A Igreja considera a unção dos enfermos um verdadeiro sacramento instituído por Nosso Senhor Jesus Cristo (tal como os demais), que tem origem no mandato: “Curai os enfermos” (Mt 10, 8) e a sua práxis relatada desde o tempo em que os discípulos foram enviados a pregar o arrependimento, e nessa ocasião “ungiam com óleo numerosos doentes, e curavam-nos (Mc 6, 12-13). Na sua carta, o apóstolo São Tiago promulga o sacramento e recomenda: “Algum de vós está doente? Chame os presbíteros da Igreja, para que orem sobre ele, ungindo-o com óleo em nome do Senhor. A oração da fé salvará o doente e o Senhor o aliviará. E se tiver cometido pecados, ser-lhe-ão perdoados” (Tg 5, 14-15). A Igreja dos Apóstolos conhecia este rito e a Tradição da Igreja reconheceu nele um dos sete sacramentos, “especialmente destinado a reconfortar os que se encontram sob a provação da doença” (CEC 1510-1511). Segundo o Catecismo, pode receber a Unção dos Enfermos o fiel que chegou ao uso da consciência, batizado, que estiver em grave enfermidade, ou “antes duma operação cirúrgica importante. E o mesmo se diga a respeito das pessoas de idade, cuja fragilidade se acentua” (CEC 1515). Também o doente que melhora e depois recai ou piora o seu estado de saúde pode receber novamente a Unção (Loc.cit.). É habitual renovar este sacramento anualmente aos anciãos, que com o passar da idade e a proximidade da eternidade começam a sentir o peso do tempo que foge irreparavelmente. Quanto aos efeitos do Sacramento, são os seguintes:[1]
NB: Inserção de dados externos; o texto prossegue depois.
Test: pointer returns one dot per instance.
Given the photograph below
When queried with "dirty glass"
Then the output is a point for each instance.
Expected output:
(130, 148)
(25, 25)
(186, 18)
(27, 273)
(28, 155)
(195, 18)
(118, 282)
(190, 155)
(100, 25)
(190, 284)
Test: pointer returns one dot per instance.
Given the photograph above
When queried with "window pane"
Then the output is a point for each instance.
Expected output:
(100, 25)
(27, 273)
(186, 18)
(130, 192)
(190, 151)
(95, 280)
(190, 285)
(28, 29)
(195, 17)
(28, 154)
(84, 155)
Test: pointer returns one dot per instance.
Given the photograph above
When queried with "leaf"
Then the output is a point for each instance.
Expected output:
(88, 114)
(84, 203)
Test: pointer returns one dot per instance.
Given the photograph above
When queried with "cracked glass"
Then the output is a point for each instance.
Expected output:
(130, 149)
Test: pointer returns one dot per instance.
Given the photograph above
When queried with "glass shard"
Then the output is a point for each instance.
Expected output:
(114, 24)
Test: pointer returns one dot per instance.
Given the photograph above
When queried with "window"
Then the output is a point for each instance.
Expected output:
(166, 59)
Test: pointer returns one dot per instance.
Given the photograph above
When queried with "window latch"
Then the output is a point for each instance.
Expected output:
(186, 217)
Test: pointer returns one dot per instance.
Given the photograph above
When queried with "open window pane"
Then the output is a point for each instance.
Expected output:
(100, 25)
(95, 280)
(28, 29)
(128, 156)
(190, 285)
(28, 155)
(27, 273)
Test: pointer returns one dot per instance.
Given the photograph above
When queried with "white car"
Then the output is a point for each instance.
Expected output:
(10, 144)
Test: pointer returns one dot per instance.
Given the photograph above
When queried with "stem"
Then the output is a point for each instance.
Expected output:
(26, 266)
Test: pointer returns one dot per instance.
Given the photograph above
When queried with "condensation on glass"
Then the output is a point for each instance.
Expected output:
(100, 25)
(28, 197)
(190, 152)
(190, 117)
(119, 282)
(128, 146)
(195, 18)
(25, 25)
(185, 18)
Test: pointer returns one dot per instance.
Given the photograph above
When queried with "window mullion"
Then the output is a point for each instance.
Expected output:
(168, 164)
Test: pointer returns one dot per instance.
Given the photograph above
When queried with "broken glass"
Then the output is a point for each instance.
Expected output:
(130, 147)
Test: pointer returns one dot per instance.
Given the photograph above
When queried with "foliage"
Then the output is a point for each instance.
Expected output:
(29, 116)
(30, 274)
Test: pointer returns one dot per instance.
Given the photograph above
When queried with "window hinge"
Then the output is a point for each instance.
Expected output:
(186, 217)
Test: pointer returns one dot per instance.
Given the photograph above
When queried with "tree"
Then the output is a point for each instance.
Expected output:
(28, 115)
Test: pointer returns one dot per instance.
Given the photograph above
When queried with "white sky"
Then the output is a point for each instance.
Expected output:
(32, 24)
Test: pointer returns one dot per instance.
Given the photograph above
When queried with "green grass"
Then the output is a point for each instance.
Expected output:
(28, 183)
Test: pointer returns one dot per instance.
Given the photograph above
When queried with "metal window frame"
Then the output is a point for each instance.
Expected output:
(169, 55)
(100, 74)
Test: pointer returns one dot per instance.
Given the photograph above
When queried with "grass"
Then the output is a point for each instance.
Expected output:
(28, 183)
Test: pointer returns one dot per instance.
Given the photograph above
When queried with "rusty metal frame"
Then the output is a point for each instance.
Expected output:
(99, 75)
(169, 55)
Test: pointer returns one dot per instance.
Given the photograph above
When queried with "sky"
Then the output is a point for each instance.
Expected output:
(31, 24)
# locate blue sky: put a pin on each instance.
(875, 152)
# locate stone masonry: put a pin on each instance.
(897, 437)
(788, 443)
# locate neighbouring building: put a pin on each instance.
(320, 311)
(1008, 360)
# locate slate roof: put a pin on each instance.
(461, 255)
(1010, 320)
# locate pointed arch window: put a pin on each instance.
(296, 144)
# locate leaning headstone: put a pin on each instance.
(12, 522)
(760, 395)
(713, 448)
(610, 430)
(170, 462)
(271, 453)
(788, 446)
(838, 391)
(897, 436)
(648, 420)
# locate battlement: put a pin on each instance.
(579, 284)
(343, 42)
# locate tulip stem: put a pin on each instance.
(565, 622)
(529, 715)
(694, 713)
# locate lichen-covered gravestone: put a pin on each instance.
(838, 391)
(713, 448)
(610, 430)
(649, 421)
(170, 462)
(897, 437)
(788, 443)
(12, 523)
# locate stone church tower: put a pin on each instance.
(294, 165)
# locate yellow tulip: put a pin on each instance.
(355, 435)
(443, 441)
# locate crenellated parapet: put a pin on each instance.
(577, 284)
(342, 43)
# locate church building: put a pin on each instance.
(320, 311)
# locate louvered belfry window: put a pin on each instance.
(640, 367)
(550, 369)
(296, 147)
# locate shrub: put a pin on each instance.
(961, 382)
– Produz ou aumenta a graça santificante na alma do que o recebe nas devidas condições;

– Aumenta a união do doente à paixão de Cristo, para o seu bem e de toda a Igreja;

– Conforta e fortalece a alma relativamente à debilidade devida aos pecados cometidos durante a vida, as chamadas “relíquias do pecado”;

– Anima e conforta o enfermo a fim de suportar com maior facilidade os incómodos e trabalhos da enfermidade ou da ancianidade, e a resistir melhor às tentações;

– Diminui o reato da pena temporal;

– Se não existem condições para a confissão, a unção também perdoa os pecados, ainda que mortais;

– Devolve a saúde do corpo, se tal for conveniente para o bem espiritual e para a salvação;

– Prepara e dispõe a alma para a vida eterna.

De acordo com o Código de Direito Canónico é dever e direito do cura de almas administrar a unção dos enfermos aos fiéis que necessitarem e legitimamente pedirem, ou qualquer sacerdote sempre que presuma o consentimento (C. 1003 §2), e para tal a Igreja permite aos presbíteros “trazer consigo o óleo benzido, para, em caso de necessidade, poderem administrar o sacramento da unção dos doentes” (C. 1003 §3). Como sacerdote, carrego sempre comigo uma teca pequena com o óleo dos enfermos, e testemunho que já tive de fazer muitas unções de urgência, quer por motivo de acidentes e tragédias ou um telefonema para ir a um hospital urgentemente, ou simplesmente abordado por paroquianos na rua. Até uma missa tive de interromper, pois uma pessoa muito idosa tombou na assembleia e começou nos últimos estertores… Conto largas dezenas de unções administradas graças a trazer sempre comigo o pequeno recipiente de prata com o óleo dos enfermos, e ainda que fosse por ter salvo uma só alma, seria muito feliz por portá-lo toda a minha vida. Entretanto, noto que essa prática, antes tão comum, perdeu-se entre muitos irmãos no ministério, infelizmente. Todavia, não é dever somente do sacerdote prover que os doentes “sejam confortados em tempo oportuno com este sacramento”, mas também dos seus parentes (C. 1001). Trata-se de uma obrigação moral grave, e constituiria um grande abuso prejudicar gravemente o doente e atrasar ou negligenciar a unção, “uma vez que se priva ao enfermo os poderosos auxílios que leva consigo o sacramento e talvez o remédio oportuno para recuperar a saúde corporal”.[2] Seria abster a pessoa de uma possível última oportunidade para recobrar a saúde da alma e até mesmo do corpo ou até mesmo privá-la da salvação eterna. De acordo com Royo Marín, a Igreja considera um erro funestíssimo, e um pecado grave aqueles que “impedem que o enfermo receba a unção dos enfermos – ainda que seja pelo estúpido pretexto de não assustar – ou não deixam sequer que seja administrada no momento em que o doente está privado dos sentidos. Grandes contas terão de prestar diante de Deus por este nefando crime”.[3]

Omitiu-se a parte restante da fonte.